A legal challenge to the fee rates Essex Council pays to private care home providers has been rejected in court.
Care England issued judicial review proceedings against Essex County Council in October challenging its fee rates for care home providers in 2016/17 (see Care England challenges Essex Council fee rates).
Professor Martin Green OBE, Chief Executive of Care England, said: “It is particularly disappointing that the judge hearing this case formed the view that the councillor who made the decision had carried out a sufficient enough enquiry into the sustainability of the Essex care home market; when that enquiry was based not on the information that had been presented to him by Council officers, but on his own knowledge and assumptions.
“Despite the court’s ruling, Care England remains particularly concerned that the Council’s decision jeopardises the sustainability of the care home market in Essex.”
Care England said the council had decided to pay fees that were on average £163.57 less than its own analysis of the actual cost of residential care and £108.56 below the cost of nursing care.
Care England commented: “At present, there seems to be a divide between the judiciary in their thinking and approaches to deciding cases where local authorities are challenged on how they decide the rates they will pay for residential social care for older people.
“Care England will of course reflect on the court’s decision and how it may further support our members and the much needed structure and clarity that is required in the area.”
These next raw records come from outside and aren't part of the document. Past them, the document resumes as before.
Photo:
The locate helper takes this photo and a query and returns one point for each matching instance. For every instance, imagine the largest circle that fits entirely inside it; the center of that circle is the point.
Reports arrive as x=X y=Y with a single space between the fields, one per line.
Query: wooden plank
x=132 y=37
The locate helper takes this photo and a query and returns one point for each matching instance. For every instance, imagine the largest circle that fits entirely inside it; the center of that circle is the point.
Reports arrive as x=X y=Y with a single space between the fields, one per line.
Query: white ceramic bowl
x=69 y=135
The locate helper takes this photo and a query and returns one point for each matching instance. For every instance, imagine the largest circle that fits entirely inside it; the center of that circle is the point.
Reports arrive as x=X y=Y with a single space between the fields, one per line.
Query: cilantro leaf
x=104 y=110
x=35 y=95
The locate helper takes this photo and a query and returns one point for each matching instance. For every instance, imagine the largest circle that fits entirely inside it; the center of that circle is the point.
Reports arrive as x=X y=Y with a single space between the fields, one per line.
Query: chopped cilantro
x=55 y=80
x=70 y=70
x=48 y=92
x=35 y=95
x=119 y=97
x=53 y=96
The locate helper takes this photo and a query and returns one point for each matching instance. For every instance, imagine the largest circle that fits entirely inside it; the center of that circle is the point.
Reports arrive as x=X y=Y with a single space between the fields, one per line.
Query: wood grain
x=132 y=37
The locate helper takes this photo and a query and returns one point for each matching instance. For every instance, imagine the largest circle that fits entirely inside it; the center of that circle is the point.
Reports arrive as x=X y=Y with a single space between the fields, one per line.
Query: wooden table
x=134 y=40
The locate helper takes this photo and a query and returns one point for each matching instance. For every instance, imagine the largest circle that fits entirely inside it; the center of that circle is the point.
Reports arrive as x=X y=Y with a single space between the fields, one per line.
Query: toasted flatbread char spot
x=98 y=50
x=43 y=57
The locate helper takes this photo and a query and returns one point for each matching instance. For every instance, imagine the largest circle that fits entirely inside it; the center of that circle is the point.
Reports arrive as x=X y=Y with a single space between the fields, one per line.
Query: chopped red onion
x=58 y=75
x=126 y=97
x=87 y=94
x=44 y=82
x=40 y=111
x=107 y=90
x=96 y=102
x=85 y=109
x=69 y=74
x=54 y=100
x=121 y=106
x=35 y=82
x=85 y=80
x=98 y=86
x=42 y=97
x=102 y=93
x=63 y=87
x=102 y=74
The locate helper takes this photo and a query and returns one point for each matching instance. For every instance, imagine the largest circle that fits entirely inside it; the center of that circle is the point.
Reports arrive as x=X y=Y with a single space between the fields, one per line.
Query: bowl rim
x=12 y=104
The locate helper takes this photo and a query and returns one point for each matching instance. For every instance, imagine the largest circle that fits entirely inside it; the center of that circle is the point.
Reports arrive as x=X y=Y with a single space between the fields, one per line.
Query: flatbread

Cllr John Spence, Essex County Council’s Cabinet Member for Health and Adult Social Care, welcomed the court’s decision, arguing that the judicial review had accepted its argument that its cost of care analysis did not reflect the cost to providers.
Cllr Spence said the council paid in excess of the average cost of care to providers.
“There is no evidence to suggest an issue with market sustainability in Essex,” he added.
“Few homes are closing and if they do it is rarely for financial reasons. Any homes that may have closed are often taken over, demonstrating there is a viable market for providers. An independent assessment carried out by CQC also shows a positive picture in relation to quality with in excess of 80% of providers rated as Good or Outstanding.”